Coming into the refuge, two of the first animals you may meet are Fergy, the female liger, and Lakota, the male ti-liger. With Lakota in particular, one of the first things guests notice about him is his size, since he’s one of our largest cats at the refuge! Our hybrids are very large, but there is a specific reason for this!
What is a liger?
A liger is a hybrid between a male lion and a female tiger (not to be confused with a tigon, which is the opposite!). You wouldn’t find this hybrid out in the wild, because lions live in Africa and tigers live in Asia. This means that they would never meet each other naturally! Ligers are only found in captivity, where people have purposefully bred these animals for the entertainment industry. However, because these two species shouldn’t mix, their genetics can create some surprising effects!
Why are they so Big?
When looking into the size of ligers, it’s important to look at the mating strategies of lions and tigers. Female lions mate with several males, meaning that a male lion’s children may need to compete with the children of other males. This means that each male will want their children to be as large as they possibly can, and have adapted to have a specific “growth” gene they pass on. Female lions, however, have adapted a growth-limiting gene in response to this, so that their children do not become too large. Tigers, however, don’t have to worry about this competition, and females have never needed to develop this growth-limiting gene. While this is fine for normal mating, issues can occur when lions and tigers intermix.

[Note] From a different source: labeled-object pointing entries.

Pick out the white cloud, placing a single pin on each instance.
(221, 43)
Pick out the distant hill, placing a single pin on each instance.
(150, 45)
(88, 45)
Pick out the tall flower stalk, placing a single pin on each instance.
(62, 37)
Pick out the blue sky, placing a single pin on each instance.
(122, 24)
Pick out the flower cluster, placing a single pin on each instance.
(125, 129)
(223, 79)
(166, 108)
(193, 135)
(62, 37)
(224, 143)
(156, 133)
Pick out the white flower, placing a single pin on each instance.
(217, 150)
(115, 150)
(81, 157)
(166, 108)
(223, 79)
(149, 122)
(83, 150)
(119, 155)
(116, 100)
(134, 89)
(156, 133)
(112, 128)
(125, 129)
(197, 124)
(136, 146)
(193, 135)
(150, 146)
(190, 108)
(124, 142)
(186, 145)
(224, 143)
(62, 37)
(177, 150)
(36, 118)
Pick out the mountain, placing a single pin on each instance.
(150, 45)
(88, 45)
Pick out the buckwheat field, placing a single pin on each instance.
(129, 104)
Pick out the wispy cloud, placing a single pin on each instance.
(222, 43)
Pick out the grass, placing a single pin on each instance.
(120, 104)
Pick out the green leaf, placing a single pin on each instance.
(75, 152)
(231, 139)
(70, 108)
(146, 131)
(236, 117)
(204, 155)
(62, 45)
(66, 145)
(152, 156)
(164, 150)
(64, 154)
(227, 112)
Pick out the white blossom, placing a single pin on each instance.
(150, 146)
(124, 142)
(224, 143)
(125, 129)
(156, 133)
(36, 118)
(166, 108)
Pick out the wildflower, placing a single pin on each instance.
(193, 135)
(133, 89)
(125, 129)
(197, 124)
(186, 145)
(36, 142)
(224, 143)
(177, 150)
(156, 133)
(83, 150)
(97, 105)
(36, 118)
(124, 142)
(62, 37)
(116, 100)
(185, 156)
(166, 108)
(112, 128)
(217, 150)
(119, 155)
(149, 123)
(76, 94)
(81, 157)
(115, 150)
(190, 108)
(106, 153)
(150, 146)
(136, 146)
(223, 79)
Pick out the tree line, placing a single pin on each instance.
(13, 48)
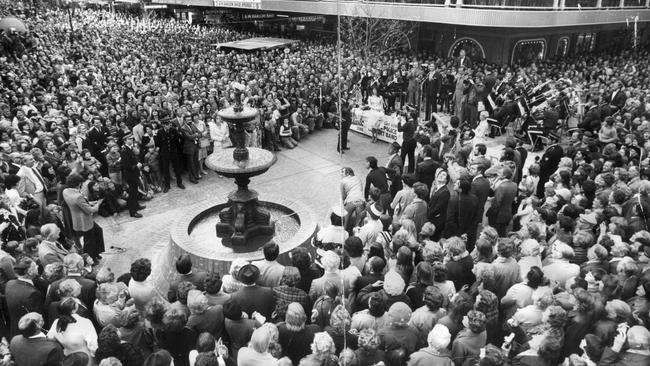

Since female tigers do not have the growth-limiting genes, ligers are able to grow quite large because of the growth gene from their lion father. The average adult tiger weighs between 200-500 pounds, while the average lion is between 250-450 pounds. However, ligers average between 700-900 pounds! The largest (non-obese) liger recorded weighed 922 pounds!
Birth can be dangerous for the tiger mother, since these cubs are much larger than a normal tiger cub. Unfortunately, many ligers do not survive birth because of this. But once they do, the health issues do not stop there. Ligers typically have a shorter lifespan than their lion and tiger parents. One reason for this is that they are susceptible to organ failure, due to their too-large bodies. They can also be born with neurological and genetic defects.
Even though these hybrids shouldn’t exist, people still try to create them, meaning these animals will eventually end up needing a forever home. At Turpentine Creek, we have 4 lion-tiger hybrids: Fergy and Karma, female ligers; Kyro, a male li-liger; and Lakota, a male ti-liger. We love these four, but we hope the day comes that these hybrids won’t be created for people’s entertainment!